Fundamental reaction pathway and free energy profile of proteasome inhibition by syringolin A (SylA)

Abstract

In this study, molecular dynamics (MD) simulations and first-principles quantum mechanical/molecular mechanical free energy (QM/MM-FE) calculations have been performed to uncover the fundamental reaction pathway of proteasome with a representative inhibitor syringolin A (SylA). The calculated results reveal that the reaction process consists of three steps. The first step is a proton transfer process, activating Thr1-O^γ directly by Thr1-N^z to form a zwitterionic intermediate. The next step is a nucleophilic attack on the olefin carbon of SylA by the negatively charged Thr1-O^γ atom.
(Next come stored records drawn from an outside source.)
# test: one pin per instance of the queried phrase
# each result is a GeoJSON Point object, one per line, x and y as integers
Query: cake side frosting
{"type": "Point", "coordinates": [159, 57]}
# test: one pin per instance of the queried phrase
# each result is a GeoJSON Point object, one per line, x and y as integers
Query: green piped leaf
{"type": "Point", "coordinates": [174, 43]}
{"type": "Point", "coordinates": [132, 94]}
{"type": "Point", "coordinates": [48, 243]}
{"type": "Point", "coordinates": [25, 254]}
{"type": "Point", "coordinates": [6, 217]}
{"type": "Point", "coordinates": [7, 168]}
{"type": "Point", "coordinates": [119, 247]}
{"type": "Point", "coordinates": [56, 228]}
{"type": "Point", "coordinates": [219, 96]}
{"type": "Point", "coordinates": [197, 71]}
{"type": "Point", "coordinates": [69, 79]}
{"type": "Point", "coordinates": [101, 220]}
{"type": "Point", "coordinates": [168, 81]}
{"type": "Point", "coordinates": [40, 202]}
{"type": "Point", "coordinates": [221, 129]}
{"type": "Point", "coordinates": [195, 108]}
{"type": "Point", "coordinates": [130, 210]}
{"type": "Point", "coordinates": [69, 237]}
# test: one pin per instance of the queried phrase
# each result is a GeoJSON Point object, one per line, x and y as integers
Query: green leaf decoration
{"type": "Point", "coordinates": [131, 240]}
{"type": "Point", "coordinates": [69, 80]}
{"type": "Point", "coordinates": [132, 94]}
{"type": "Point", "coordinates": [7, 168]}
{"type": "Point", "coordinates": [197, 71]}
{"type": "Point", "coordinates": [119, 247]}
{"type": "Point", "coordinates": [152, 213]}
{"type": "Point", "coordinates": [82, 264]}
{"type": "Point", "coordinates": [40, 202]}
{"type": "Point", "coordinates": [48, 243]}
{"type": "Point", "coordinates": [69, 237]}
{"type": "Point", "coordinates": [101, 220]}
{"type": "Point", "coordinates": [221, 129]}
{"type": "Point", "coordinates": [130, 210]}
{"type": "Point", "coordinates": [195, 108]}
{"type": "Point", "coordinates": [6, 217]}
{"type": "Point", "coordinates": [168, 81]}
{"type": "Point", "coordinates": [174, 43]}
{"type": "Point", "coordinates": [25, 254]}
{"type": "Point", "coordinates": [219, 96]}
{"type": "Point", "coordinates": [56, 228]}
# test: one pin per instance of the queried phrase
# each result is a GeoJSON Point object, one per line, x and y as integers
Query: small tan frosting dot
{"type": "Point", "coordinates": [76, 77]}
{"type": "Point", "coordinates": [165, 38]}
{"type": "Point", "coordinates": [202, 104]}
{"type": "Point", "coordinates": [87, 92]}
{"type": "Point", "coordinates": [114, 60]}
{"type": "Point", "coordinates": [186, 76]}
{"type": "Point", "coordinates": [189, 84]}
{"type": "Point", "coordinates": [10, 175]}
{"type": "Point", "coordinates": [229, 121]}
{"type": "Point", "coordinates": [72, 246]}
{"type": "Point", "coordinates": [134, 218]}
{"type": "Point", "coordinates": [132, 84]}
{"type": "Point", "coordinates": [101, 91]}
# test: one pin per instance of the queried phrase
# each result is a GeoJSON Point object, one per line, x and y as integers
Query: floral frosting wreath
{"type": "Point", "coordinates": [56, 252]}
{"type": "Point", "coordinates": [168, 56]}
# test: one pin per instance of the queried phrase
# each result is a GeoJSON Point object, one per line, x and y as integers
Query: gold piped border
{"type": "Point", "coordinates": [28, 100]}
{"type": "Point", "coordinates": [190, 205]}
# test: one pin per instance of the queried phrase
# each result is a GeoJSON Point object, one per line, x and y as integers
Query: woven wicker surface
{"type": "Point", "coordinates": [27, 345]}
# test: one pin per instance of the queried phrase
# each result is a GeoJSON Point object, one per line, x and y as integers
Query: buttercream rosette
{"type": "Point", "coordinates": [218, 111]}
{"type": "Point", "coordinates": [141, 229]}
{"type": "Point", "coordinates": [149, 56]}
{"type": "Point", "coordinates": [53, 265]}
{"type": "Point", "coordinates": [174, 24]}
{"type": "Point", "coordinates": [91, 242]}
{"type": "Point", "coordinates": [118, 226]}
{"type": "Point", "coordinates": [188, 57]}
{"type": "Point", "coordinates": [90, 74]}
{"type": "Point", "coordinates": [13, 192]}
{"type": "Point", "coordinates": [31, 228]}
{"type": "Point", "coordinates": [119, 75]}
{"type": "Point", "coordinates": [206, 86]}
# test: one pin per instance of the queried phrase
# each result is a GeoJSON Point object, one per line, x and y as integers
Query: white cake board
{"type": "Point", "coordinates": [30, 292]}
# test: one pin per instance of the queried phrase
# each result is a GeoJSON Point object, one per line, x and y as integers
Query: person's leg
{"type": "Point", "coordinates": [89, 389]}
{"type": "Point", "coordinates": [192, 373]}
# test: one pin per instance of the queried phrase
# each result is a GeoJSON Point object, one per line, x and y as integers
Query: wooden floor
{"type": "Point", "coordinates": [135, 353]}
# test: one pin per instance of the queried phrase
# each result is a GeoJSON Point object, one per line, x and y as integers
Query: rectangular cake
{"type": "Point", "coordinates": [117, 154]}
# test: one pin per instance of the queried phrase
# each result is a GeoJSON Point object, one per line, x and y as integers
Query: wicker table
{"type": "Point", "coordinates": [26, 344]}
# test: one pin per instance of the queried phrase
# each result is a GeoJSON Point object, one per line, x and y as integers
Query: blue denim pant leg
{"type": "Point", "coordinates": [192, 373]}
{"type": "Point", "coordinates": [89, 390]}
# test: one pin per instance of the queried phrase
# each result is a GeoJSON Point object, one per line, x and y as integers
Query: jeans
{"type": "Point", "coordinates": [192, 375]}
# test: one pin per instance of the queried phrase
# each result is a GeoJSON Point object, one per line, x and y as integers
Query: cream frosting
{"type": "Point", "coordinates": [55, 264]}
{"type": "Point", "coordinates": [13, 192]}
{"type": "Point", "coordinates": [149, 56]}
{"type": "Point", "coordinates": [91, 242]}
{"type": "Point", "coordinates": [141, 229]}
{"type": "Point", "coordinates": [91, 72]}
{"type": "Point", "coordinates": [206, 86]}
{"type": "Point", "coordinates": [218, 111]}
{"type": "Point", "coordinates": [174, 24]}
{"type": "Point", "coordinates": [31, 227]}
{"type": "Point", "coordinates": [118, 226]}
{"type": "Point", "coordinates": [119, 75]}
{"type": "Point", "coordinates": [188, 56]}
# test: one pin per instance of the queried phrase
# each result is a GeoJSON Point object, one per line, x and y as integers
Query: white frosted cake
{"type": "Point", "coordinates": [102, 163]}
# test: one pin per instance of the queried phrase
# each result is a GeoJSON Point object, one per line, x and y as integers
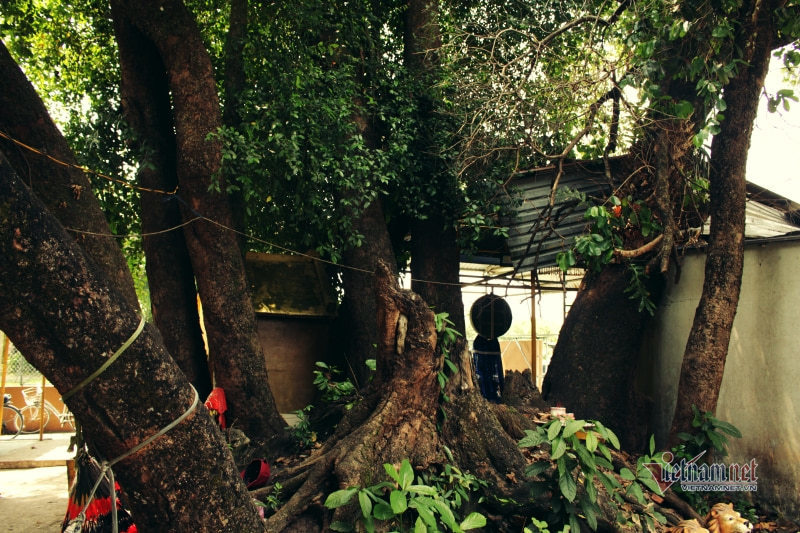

The last step is a proton transfer from Thr1-N^z to another olefin carbon of SylA to complete the inhibition reaction process. The calculated free energy profile demonstrates that the second step should be the rate-determining step and has the highest free energy barrier of 24.6 kcal mol⁻¹, which is reasonably close to the activation free energy (∼22.4–23.0 kcal mol⁻¹) derived from the available experimental kinetic data. In addition, our computational results indicate that no water molecule can assist the rate-determining step, since the second step is not involved in a proton transfer process. The obtained mechanistic insights should be valuable for understanding the inhibition process of proteasome by SylA and structurally related inhibitors at a molecular level, and thus provide a solid mechanistic base and valuable clues for future rational design of novel, more potent inhibitors of proteasome.